SimplexFold makes those higher-order objects explicit.
MSA representation M
<-> pair / edge tensor Z_ij
<-> sparse face tensor F_ijk
<-> sparse tetra tensor U_ijkl
-> structure module
-> recycled geometry
loops back into the next pass
Intuition
A simplex is the simplest object of a given dimension:
| Object | Simplex | Protein interpretation |
|---|---|---|
| point | 0-simplex | residue, atom, or residue frame |
| line segment | 1-simplex | bond, contact, pairwise residue relation |
| filled triangle | 2-simplex | three-residue patch with area, angles, and normal direction |
| tetrahedron | 3-simplex | four-residue packing unit with volume, compactness, and chirality |
Most protein neural networks are graph-like: they represent residues as nodes and residue-residue relationships as edges. In topological language, that graph is the 1-skeleton of a richer geometric object. The motivating idea behind SimplexFold is that proteins are not only collections of pairwise contacts. Folding is full of three-body and four-body constraints: backbone angles, torsions, sheet geometry, turns, hydrophobic-core packing, side-chain arrangements, cavities, and local residue-contact motifs.
A pair feature can say:
Residue
iis near residuej.
A face feature can say:
Residues
i, j, kform a local oriented patch with this area and angle pattern.
A tetra feature can say:
Residues
i, j, k, lform a compact local 3D packing unit with this volume, handedness, and steric profile.

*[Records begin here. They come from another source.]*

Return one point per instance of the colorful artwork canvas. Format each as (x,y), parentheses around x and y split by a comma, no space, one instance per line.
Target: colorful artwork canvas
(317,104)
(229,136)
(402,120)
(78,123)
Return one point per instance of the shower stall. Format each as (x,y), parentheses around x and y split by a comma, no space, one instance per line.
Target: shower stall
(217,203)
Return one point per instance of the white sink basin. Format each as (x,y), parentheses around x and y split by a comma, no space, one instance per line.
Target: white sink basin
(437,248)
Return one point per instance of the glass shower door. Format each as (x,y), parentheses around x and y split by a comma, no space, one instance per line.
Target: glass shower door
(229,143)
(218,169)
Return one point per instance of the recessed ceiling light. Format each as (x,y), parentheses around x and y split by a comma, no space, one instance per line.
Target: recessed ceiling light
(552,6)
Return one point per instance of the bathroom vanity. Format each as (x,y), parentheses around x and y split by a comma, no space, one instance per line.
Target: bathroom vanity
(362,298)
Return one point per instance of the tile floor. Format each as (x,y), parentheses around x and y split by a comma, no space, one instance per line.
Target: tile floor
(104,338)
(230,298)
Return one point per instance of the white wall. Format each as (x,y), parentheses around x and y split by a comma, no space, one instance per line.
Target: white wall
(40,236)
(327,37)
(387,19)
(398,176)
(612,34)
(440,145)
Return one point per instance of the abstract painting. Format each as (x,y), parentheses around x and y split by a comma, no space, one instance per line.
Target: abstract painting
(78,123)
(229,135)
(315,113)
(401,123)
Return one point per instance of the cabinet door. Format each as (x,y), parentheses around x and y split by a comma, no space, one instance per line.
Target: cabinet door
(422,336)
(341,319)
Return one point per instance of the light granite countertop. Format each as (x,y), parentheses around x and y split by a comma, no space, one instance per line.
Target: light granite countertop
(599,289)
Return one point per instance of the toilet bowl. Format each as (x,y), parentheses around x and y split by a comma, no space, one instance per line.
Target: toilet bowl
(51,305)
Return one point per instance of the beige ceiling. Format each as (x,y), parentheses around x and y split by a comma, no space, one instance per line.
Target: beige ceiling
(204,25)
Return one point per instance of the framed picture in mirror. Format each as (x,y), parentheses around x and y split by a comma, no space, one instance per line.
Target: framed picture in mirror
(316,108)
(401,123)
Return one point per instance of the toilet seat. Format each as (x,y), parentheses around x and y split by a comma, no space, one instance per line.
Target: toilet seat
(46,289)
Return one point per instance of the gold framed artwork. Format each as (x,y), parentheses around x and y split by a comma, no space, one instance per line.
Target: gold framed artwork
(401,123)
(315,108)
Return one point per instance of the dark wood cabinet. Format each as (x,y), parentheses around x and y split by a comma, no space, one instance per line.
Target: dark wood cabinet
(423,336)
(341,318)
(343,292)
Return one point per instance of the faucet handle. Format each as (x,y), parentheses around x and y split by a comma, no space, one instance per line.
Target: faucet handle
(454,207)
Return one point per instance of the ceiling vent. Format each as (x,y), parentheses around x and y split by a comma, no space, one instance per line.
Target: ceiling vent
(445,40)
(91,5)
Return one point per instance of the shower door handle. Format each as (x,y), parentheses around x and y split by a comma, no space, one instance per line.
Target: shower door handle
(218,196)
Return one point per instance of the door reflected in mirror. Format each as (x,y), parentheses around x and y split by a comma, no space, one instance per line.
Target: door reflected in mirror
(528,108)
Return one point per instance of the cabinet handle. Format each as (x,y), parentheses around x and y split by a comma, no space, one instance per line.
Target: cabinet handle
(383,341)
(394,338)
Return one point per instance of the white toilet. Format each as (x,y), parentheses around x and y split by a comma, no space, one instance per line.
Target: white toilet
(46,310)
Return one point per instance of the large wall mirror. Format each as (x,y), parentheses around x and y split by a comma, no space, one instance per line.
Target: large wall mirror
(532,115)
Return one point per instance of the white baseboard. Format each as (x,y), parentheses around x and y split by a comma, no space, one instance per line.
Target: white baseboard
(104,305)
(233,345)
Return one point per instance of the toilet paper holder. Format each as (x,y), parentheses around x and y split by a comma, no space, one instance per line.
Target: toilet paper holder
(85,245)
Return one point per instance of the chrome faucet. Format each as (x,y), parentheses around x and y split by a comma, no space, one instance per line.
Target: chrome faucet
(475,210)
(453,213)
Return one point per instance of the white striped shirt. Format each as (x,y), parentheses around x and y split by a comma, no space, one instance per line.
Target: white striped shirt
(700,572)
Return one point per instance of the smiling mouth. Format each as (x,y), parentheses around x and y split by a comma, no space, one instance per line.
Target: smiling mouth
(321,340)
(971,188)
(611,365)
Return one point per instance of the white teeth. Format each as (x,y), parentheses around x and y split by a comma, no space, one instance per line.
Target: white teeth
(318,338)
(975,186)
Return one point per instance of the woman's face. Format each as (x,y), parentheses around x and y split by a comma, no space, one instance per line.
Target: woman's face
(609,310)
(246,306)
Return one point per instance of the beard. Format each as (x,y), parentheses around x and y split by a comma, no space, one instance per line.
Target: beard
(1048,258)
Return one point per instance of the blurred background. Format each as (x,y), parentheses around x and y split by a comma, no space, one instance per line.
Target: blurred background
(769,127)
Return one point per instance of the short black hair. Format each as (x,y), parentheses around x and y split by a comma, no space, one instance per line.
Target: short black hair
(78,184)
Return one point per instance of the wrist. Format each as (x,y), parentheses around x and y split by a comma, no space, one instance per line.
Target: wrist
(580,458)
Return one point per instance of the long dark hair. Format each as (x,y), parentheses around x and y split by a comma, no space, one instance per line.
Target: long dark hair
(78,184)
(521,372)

The bet is not that pairwise distances are insufficient in principle. A perfect distance matrix can determine a structure up to rigid motion and reflection. The bet is that learned pair tensors are noisy, partial, and data-limited, and that explicit higher-order geometric states may provide a useful inductive bias for sample-efficient folding.
Why This Is Not Just AlphaFold2 Triangle Attention
AlphaFold2 is not merely walking along the protein backbone. Its Evoformer uses pair features, triangle multiplication, triangle self-attention, MSA-to-pair communication, and recycling. That is already extremely strong geometric reasoning.
The distinction here is narrower:
- AF2 updates edge states
Z_ijthrough triangle-shaped computations. - SimplexFold adds first-class face states
F_ijkand tetra statesU_ijkl.
In other words, AF2 has triangle-aware pair reasoning. SimplexFold experiments with persistent higher-order cells:
edges <-> faces <-> tetrahedra
Z F U
Those states can carry features that are awkward to represent as only a bag of edges: triangle area, face normals, internal angle systems, signed volume, radius of gyration, local packing density, and chirality.
Why No Templates Are Needed
SimplexFold is designed for settings where templates are unavailable. The sparse simplicial complex is constructed only from information available to the model:
- On the first pass, topology comes from learned pair/contact logits plus a local sequence bias.
- On recycled passes, topology also uses the model's own predicted C-alpha coordinates and residue frames.
The discrete top-k neighbor selection is stop-gradient. The selected face and tetra tensors are ordinary differentiable PyTorch tensors, but the hard choice of which cells exist is treated like an internal routing decision.
This mirrors the spirit of AF2 recycling: the model's previous structure estimate becomes an internal geometric prior for the next pass.
Sparse Construction
Dense triples and quadruples are not viable. For a crop of length L = 256:
- all triples: about 2.76M
- all quadruples: about 174.8M
SimplexFold instead builds an anchored top-k local complex.
For each residue i, choose K neighbors:
N(i) = TopK_j score_ij
Then construct:
faces: (i, j, k) where j, k in N(i)
tetrahedra: (i, j, k, l) where j,k,l in N(i)
The tensor layout is dense in the local neighbor dimension, which keeps it GPU-friendly:
nbr_idx: [B, L, K]
F: [B, L, choose(K, 2), C_face]
U: [B, L, choose(K, 3), C_tetra]
With L=256 and K=12, this gives:
faces per crop: 16,896
tetras per crop: 56,320
That is large enough to express local higher-order geometry, but small enough
to avoid O(L^3) and O(L^4) tensors.
Architecture
The new block is SimplicialEvoformer.
At a high level:
- Run standard MSA row attention with pair bias.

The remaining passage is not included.